Despite impending winter weather and an emergency rule halting the removal of trees in Nevada City, city officials were unable to reach a decision on a proposed tree preservation ordinance Monday evening.

Therefore, Nevada City residents must still wait and hope that at the next meeting in two weeks there will be sufficient agreement to lift the moratorium and allow for permits to be granted for potentially hazardous trees.

The proposed ordinance – meant to protect healthy trees from cutting – has already undergone nine revisions, all of which have included contributions from residents, experts, and city staff, officials said. On Monday evening, however, several area residents spoke at public hearing and blasted the proposed ordinance for being “piecemeal,” with some speakers even calling the committee who created it “uninformed.”



Nevada City has had a tree ordinance since 1973 and many agree that, for the most part, it has worked. A 1997 amendment to the ordinance added a clause allowing for 20 percent of trees on a lot to be removed “if there was a finding that their removal was necessary to allow for reasonable use of the property,” City Engineer William Falconi wrote in a recent memo to the City Council.

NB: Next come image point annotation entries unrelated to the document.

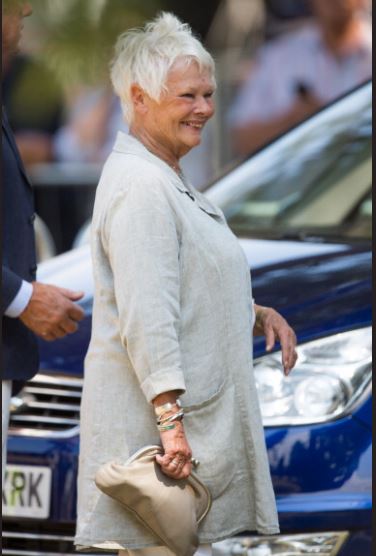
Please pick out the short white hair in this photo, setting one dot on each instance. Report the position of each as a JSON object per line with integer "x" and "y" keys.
{"x": 146, "y": 55}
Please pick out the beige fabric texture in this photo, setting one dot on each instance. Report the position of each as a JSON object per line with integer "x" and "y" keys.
{"x": 172, "y": 311}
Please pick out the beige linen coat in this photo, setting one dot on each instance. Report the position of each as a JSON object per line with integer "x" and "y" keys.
{"x": 172, "y": 311}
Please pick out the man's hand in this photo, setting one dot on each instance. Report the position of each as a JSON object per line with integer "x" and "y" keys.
{"x": 274, "y": 327}
{"x": 51, "y": 313}
{"x": 176, "y": 461}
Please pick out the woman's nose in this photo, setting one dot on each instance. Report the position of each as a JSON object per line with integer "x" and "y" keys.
{"x": 204, "y": 106}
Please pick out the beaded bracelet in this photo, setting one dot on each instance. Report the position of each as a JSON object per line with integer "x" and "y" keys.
{"x": 163, "y": 428}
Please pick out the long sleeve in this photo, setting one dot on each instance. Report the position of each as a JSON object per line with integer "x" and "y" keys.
{"x": 143, "y": 248}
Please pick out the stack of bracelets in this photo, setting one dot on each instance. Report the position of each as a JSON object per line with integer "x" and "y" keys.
{"x": 168, "y": 423}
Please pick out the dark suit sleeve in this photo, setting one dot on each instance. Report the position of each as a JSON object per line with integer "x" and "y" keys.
{"x": 11, "y": 284}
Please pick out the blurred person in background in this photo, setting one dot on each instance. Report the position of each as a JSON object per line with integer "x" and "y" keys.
{"x": 35, "y": 106}
{"x": 300, "y": 72}
{"x": 94, "y": 118}
{"x": 34, "y": 102}
{"x": 28, "y": 307}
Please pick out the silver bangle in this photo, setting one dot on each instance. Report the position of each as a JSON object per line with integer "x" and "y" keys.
{"x": 160, "y": 409}
{"x": 178, "y": 416}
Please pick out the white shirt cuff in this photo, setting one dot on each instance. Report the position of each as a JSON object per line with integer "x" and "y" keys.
{"x": 20, "y": 302}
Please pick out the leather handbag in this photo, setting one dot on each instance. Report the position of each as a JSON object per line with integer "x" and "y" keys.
{"x": 170, "y": 508}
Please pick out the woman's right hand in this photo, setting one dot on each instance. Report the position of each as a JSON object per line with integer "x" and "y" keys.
{"x": 176, "y": 461}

The “20 percent” rule raised concern among some residents and city staff because it failed to address the specific protection of trees in Nevada City. In 2000, there were applications for the removal of several large trees sparking concern about ensuring that the city’s trees would be preserved.




Other vagaries and inconsistencies in the original one-page ordinance prompted the City Council to pass an “urgency ordinance” in April 2004, suspending tree removal permits until Jan. 1, 2005.

In the meantime, city officials would work together on amending the “tree removal” ordinance into a “tree preservation” ordinance.

After a four-month process in which the committee considered similar preservation documents from several other cities – including Jackson’s nine-page document and Santa Cruz’s 105-page document – they were hoping the City Council would move the ordinance forward Monday.

However, opponents called the ordinance “not historically consistent,” lacking a section on liability, failing to address safety concerns, potentially raising property values, and infringing upon the ability for residents to thoroughly enjoy their own land.

Resident Bill Newton warned that the proposal could cause vigilante behavior between neighbors over trees because of lack of enforcement. Foresters and tree removal contractors said they were concerned about falling trees in heavy winter winds.

Others were concerned about the lack of communication between the city staff and residents on the issue. Many were confused about whether they had the most updated version of the ordinance or not.

“Tonight, I don’t think I have the right ordinance. It seems like it is way more complicated,” said Andrew Cassano, a former city planner for Nevada City.

One of the lone supporting voices was resident Kevin Thompson, who said: “On the whole, I think (the proposed ordinance) is great. I think it is more important that these types of decisions go to deliberative bodies.” Thompson said he thought the simpler version would give the planning commission more leeway to make the important decisions on a case-by-case basis.

At the end of the four-hour meeting Monday night, the City Council opted to take the proposed ordinance back to the committee’s table to draft a simplified version – and hope for agreement.